Case Report About Fatal or Near-Fatal Hypersensitivity Reactions to Cetuximab: Anticetuximab IgE as a Valuable Screening Test
Clinical Medicine Insights: Oncology
Abstract: Hypersensitivity reactions are a classic side effect of cetuximab. We report the cases of three patients who developed life-threatening hypersensitivity to cetuximab, which could have been predicted by assessing the concentration of serum anticetuximab immunoglobulin (Ig)E. The anticetuximab IgE concentration could be an interesting test to predict which patients are at risk of experiencing severe hypersensitivity reactions to cetuximab.
Keywords: hypersensitivity, anaphylaxis, cetuximab, antidrug IgE, neoplasms
Citation: Dupont et al. Case Report About Fatal or Near-Fatal Hypersensitivity Reactions to Cetuximab: Anticetuximab IgEas a Valuable Screening Test.
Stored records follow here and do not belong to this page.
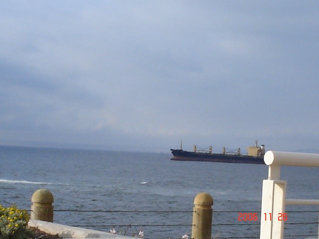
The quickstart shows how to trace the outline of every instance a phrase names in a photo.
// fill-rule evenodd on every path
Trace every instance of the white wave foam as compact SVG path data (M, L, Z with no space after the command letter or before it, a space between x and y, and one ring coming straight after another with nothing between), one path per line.
M25 184L45 184L51 185L51 183L42 182L31 182L26 180L9 180L8 179L0 179L0 183L23 183Z

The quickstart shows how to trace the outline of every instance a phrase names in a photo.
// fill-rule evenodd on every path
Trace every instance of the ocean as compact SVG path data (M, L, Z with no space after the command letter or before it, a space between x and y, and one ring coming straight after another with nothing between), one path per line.
M214 199L212 237L259 238L267 166L171 157L168 151L0 146L0 204L29 210L33 192L46 188L54 198L56 223L108 232L114 227L129 236L143 230L146 239L181 238L191 234L194 197L205 192ZM319 173L318 168L282 167L287 198L319 199ZM318 233L318 207L286 211L285 238L315 238L310 235ZM238 222L239 213L251 212L259 212L258 221Z

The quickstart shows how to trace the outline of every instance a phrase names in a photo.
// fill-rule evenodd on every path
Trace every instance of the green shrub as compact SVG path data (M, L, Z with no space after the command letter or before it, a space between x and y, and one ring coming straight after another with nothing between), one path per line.
M0 205L0 239L31 238L31 233L27 228L29 219L25 210L14 205L4 208Z

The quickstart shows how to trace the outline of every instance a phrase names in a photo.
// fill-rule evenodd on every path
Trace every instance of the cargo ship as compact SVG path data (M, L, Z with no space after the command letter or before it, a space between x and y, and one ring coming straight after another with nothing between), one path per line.
M258 146L257 140L255 146L247 148L247 154L246 155L240 153L240 148L238 148L236 152L229 152L226 151L224 147L222 152L213 153L211 146L208 149L203 150L198 149L198 147L194 145L192 151L185 151L182 149L181 142L179 149L170 149L170 151L173 154L173 157L170 159L172 160L265 164L265 145Z

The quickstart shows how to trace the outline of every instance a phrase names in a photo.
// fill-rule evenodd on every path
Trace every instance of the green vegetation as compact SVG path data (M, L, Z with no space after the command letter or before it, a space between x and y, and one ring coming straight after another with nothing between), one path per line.
M4 208L0 205L0 239L25 239L31 238L27 229L30 216L25 210L20 210L14 205Z

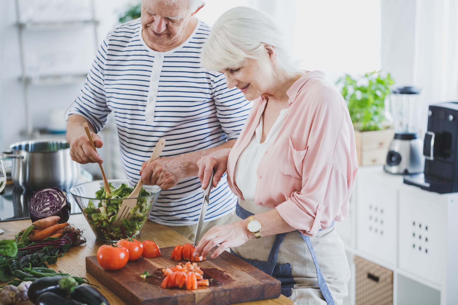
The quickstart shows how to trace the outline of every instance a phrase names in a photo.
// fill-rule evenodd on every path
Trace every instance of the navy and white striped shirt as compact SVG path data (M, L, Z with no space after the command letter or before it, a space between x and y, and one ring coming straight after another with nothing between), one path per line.
M97 132L114 112L123 169L135 183L142 163L161 138L161 155L214 147L236 139L251 106L236 88L228 89L224 75L201 67L201 48L211 28L198 21L189 38L165 52L154 51L142 37L140 19L121 25L102 43L79 95L66 114L82 115ZM168 225L196 223L202 190L188 177L162 191L150 216ZM236 198L225 175L212 190L206 221L235 206Z

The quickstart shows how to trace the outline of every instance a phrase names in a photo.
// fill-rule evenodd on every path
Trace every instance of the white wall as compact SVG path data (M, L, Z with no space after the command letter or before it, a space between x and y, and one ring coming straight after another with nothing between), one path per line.
M116 26L119 14L131 2L126 0L95 2L96 18L100 22L97 28L98 45L108 31ZM34 4L30 4L32 2ZM44 16L40 11L40 6L53 2L65 2L71 9L72 5L77 7L82 2L90 3L90 1L22 0L19 2L22 16L29 16L34 20L43 21L76 19L76 13L72 14L71 11L68 16L63 16L61 13L53 15L52 11L49 15ZM34 7L39 14L30 8ZM88 16L90 13L85 11L82 14ZM0 41L2 43L0 44L0 150L5 150L13 143L27 139L24 134L26 130L24 88L22 82L19 80L21 70L16 21L15 0L0 1ZM92 26L52 31L25 30L23 32L26 65L31 66L32 70L34 70L34 66L37 65L38 62L40 70L45 73L87 73L89 70L96 50L96 41ZM46 54L47 50L49 52ZM60 86L29 86L27 96L33 127L46 128L51 110L65 109L78 95L83 81Z

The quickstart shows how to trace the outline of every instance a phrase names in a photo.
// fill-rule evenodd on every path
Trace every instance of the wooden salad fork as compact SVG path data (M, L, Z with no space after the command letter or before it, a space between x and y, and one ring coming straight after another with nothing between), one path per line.
M151 158L148 160L148 163L146 165L147 166L148 166L148 165L152 161L154 161L159 158L165 146L165 139L161 139L159 140L158 144L156 144L154 150L153 151L153 154L151 155ZM127 220L130 220L132 218L132 214L129 212L131 209L135 208L135 206L137 205L136 198L140 194L140 190L142 189L142 187L143 186L143 181L140 179L140 181L137 183L136 186L135 187L132 193L126 198L123 200L121 206L118 210L116 219L113 222L113 225L114 226L119 227L121 225L123 219L125 219Z
M91 131L89 130L89 126L87 126L87 123L84 122L83 123L83 127L84 128L84 130L86 130L86 134L87 135L87 138L89 138L89 141L91 142L91 146L94 149L96 152L97 152L97 150L95 148L95 145L94 145L94 140L92 139L92 136L91 135ZM104 171L104 168L102 167L102 164L100 163L98 164L98 166L100 166L100 171L102 171L102 177L104 179L104 188L105 189L105 192L108 193L110 194L110 196L109 198L111 198L111 192L110 190L110 185L108 184L108 181L107 180L107 177L105 176L105 172Z

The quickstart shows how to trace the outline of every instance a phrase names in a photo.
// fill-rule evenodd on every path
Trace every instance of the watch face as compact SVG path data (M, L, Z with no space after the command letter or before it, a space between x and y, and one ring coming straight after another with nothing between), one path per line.
M257 232L261 229L261 223L255 219L249 222L248 226L250 232Z

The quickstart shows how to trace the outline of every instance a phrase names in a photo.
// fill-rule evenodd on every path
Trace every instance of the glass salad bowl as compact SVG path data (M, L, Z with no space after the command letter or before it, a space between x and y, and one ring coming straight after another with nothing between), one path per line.
M82 212L96 237L105 241L138 236L148 220L148 217L161 193L157 185L143 185L137 204L131 209L130 220L123 219L120 226L114 223L123 201L133 190L135 185L127 180L109 180L112 197L106 198L102 180L96 180L76 185L70 193Z

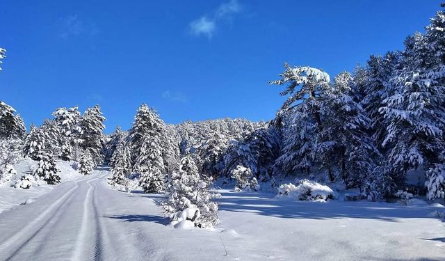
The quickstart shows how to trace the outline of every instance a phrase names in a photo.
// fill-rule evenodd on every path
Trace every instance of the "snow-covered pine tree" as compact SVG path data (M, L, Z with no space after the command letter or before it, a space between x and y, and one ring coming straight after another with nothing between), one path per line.
M317 142L318 157L335 166L346 188L362 188L373 182L380 153L369 136L370 120L353 99L352 75L343 72L335 77L321 110L325 128Z
M44 150L51 155L60 157L62 154L60 134L56 122L45 119L43 124L39 128L44 135Z
M23 139L25 125L12 106L0 101L0 139Z
M121 141L114 150L110 160L111 166L112 184L126 186L128 184L128 175L131 171L131 151L124 141Z
M206 176L217 178L223 168L222 156L229 146L229 140L223 134L215 132L196 151L200 173Z
M428 180L436 180L432 176L440 173L435 171L440 169L436 164L444 162L444 13L438 12L425 35L408 37L402 66L390 79L385 106L379 111L387 125L382 145L389 150L389 175L399 187L405 182L406 172L419 166L431 168Z
M329 74L310 67L291 68L284 63L281 79L270 84L287 84L281 95L289 95L278 116L285 119L282 155L275 169L283 174L310 171L314 155L314 143L323 131L320 113L323 96L330 88ZM332 171L328 168L328 171Z
M90 150L86 150L79 163L79 173L83 175L91 174L95 166L95 163L92 159Z
M163 121L154 109L142 104L134 118L128 139L131 148L133 172L140 175L140 185L147 193L163 192L165 189L165 135Z
M369 132L371 134L375 145L383 152L386 150L382 147L382 143L387 130L384 116L378 110L385 105L383 100L388 95L389 79L399 65L399 59L398 52L389 52L385 56L371 56L368 61L366 80L363 84L366 95L360 104L371 120Z
M81 113L76 106L70 109L58 108L53 113L53 116L60 136L60 158L69 161L72 157L72 146L75 145L75 140L79 139L79 134L81 134L79 125Z
M22 157L23 141L17 139L0 139L0 169L14 165Z
M259 189L257 178L253 176L250 168L238 165L236 168L231 172L232 177L236 180L235 191L248 189L249 190L257 191Z
M238 165L249 168L254 177L261 181L268 180L273 166L280 153L280 137L274 127L265 126L248 134L242 141L232 141L224 155L225 177Z
M105 151L104 152L104 163L109 164L111 161L113 154L117 149L118 146L123 139L125 139L125 134L120 129L120 126L117 126L116 129L113 132L107 139L105 144Z
M60 183L60 176L57 173L60 171L56 166L54 156L44 152L40 158L38 168L34 171L34 175L49 184Z
M3 63L3 61L1 60L6 58L6 56L5 55L6 54L6 50L3 48L0 48L0 65L1 65L1 63ZM2 70L1 66L0 66L0 71L1 70Z
M165 168L161 142L156 136L145 139L136 165L140 173L139 185L145 193L161 193L165 189Z
M168 199L162 203L172 225L211 228L218 223L217 196L209 191L210 180L200 179L197 168L189 155L181 159L179 169L172 173Z
M105 117L102 116L99 105L92 108L88 108L81 120L82 134L81 134L81 148L89 151L94 166L97 166L103 161L102 155L104 147L104 121Z
M40 160L45 149L44 134L40 128L31 125L23 148L24 156L33 160Z

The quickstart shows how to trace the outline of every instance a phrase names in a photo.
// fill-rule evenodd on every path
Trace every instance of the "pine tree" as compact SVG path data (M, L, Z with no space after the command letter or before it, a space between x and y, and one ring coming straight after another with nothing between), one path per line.
M70 161L72 158L72 146L75 145L76 139L79 139L82 132L79 124L81 113L76 106L70 109L58 108L53 113L53 116L60 137L60 158Z
M154 109L142 104L129 131L133 171L140 175L140 185L147 193L163 192L165 166L165 124Z
M268 180L280 153L280 137L276 129L265 126L247 135L242 141L234 141L224 155L223 174L231 176L238 165L250 168L254 177Z
M387 97L389 80L399 65L400 54L389 52L385 56L371 56L366 70L364 88L366 95L361 101L366 116L371 120L369 132L380 150L384 152L382 143L387 134L384 116L379 108L385 106Z
M124 139L124 133L122 131L120 126L116 127L116 129L108 138L108 141L105 145L104 163L109 164L111 161L113 154L116 150L118 146Z
M45 152L60 157L62 154L61 137L56 122L52 120L45 119L44 122L39 128L44 136L44 150Z
M102 116L99 105L87 109L81 121L82 134L80 145L83 150L90 152L94 166L103 161L104 121L105 117Z
M86 150L79 163L79 172L83 175L89 175L92 172L94 167L95 162L91 157L91 153L90 153L90 150Z
M0 139L23 139L25 133L23 119L15 114L14 108L0 101Z
M24 156L33 160L40 160L45 148L44 134L33 125L31 125L29 134L25 139Z
M111 184L125 186L128 184L128 175L131 171L131 153L129 146L121 141L113 153L110 161Z
M253 176L250 168L238 165L231 172L232 177L236 180L235 191L240 191L245 189L258 189L258 182Z
M162 203L172 224L191 222L194 226L211 228L218 223L217 196L209 191L210 180L200 179L197 168L188 155L181 159L179 171L172 173L168 199Z
M437 58L442 55L442 42L432 39L443 37L444 32L437 33L443 13L436 19L426 35L417 33L405 41L403 66L390 79L389 95L379 111L387 121L382 145L389 150L389 175L398 186L404 184L407 171L434 169L442 163L445 67Z
M5 58L6 58L6 56L5 55L5 54L6 53L6 50L3 49L3 48L0 48L0 65L1 65L1 63L3 63L3 61L1 60L4 59ZM1 70L1 67L0 66L0 71Z
M284 63L281 79L270 84L287 84L281 95L289 95L278 116L286 119L283 151L275 164L284 174L306 170L313 164L314 141L323 132L321 103L330 88L329 74L310 67L291 68ZM328 171L332 172L328 166ZM332 175L332 174L330 174Z
M38 176L49 184L60 182L60 177L57 174L60 171L56 166L54 157L50 154L43 152L40 155L38 168L34 171L34 175Z
M23 152L23 141L17 139L0 139L0 170L19 161Z
M323 102L325 127L316 149L321 165L339 169L346 188L362 187L365 180L372 180L377 167L374 159L380 155L369 136L370 120L353 98L354 85L348 72L335 78Z
M201 173L216 178L222 170L222 156L229 146L229 140L223 135L214 133L213 136L197 150Z

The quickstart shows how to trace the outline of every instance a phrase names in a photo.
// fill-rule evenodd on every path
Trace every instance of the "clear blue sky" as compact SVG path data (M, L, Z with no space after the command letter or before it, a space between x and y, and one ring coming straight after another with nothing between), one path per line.
M440 2L2 0L0 100L26 125L99 104L108 133L143 102L169 123L269 120L283 62L351 70L402 49Z

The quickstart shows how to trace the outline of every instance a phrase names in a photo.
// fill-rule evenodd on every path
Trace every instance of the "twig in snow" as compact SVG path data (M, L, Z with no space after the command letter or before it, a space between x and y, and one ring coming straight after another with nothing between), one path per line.
M227 250L225 248L225 245L224 244L224 242L222 241L222 239L221 238L221 237L220 237L220 240L221 240L221 243L222 243L222 246L224 246L224 251L225 251L225 254L224 254L224 255L225 256L229 255L229 253L227 253Z

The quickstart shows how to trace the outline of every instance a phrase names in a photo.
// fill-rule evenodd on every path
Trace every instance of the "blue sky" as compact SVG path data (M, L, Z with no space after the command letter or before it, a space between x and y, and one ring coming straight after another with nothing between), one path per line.
M27 125L96 104L106 132L143 102L169 123L274 117L284 61L332 77L401 49L441 1L2 0L0 100Z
Clinical Medicine Insights: Oncology 2014:8 91–94 doi: 10.4137/CMO.S13897.
Received: December 12, 2013. Resubmitted: February 27, 2014. Accepted for publication: February 28, 2014.
Academic editor: William C.S. Cho, Editor in Chief
TYPE: Case Report
Funding: Authors disclose no funding sources.
Competing Interests: Authors disclose no potential conflicts of interest.
Copyright: © the authors, publisher and licensee Libertas Academica Limited. This is an open-access article distributed under the terms of the Creative Commons CC-BY-NC 3.0 License.
Hypersensitivity reactions are a classic side effect of cetuximab. The frequency of severe reactions varies from 1.2%–22%.1–6 No clinical criteria (previously reported to be associated with a risk of hypersensitivity to cetuximab) is so strong that it can predict patients at risk of hypersensitivity reaction.4,7 However, a strong correlation between the occurrence of hypersensitivity reactions to cetuximab and the presence of anticetuximab immunoglobulin (Ig)E in the sera of patients before an initial injection of cetuximab has been demonstrated.8,9 The anticetuximab IgE concentration could be an interesting test to predict which patients are at risk of severe hypersensitivity reactions to cetuximab. We have previously developed a reliable and reproducible anticetuximab IgE assay using enzyme-linked immunosorbent assay (ELISA).9
We report the cases of patients living in Normandy (France) who developed life-threatening hypersensitivity to cetuximab, which could have been predicted by assessing the concentration of serum anticetuximab IgE.
Materials and Methods
Anti-cetuximab IgEs were measured using an enzyme-linked immunosorbent assay (ELISA). Polystyrene microtiter plates (Maxisorp Nunc, Roskilde, Denmark) were coated with 100 μL of a 0.5 μg/L cetuximab solution (Erbitux® , Merck Serrano) in phosphate buffered saline (PBS), overnight at 4 °C. After three washes with PBS containing Tween-20 (0.1%), plates were saturated with a solution of human albumin (0.1%) for 2 h at 37 °C. Duplicate serum samples (diluted 1/25) were added and incubated overnight at 4 °C. Bound anti-cetuximab IgE antibodies were detected using a biotinylated rat monoclonal anti-human-IgE (LO-HE-17, P.A.R.I.S, Compiègne, France), allowed to react for 1.5 h at 37 °C. Streptavidin-alkaline phosphatase Beckman Coulter, Fullerton, USA, 1/2,000 dilution, was added, followed by 1 mg/mL paranitrophenyl phosphate solution (PNPP, Interchim, Montluçon, France). Positive samples were titrated after serial dilutions from 1/50 to 1/200 or more as appropriate. Optical density (OD) was measured at 450 nm (Elx808, KC4 software, Bio-Tek) and the mean of duplicates was calculated. Results were expressed in arbitrary units of IgE (AU) using a positive serum sample from a healthy donor as a standard.
To assess the specificity of the detection, a competition ELISA was performed on sera diluted 1/25 using an excess of cetuximab or an IgG1 isotype control (rituximab, Mabthera®) or a G1 m3 allotype control (basiliximab, Simulect®), at 1.1 mg/mL final concentration.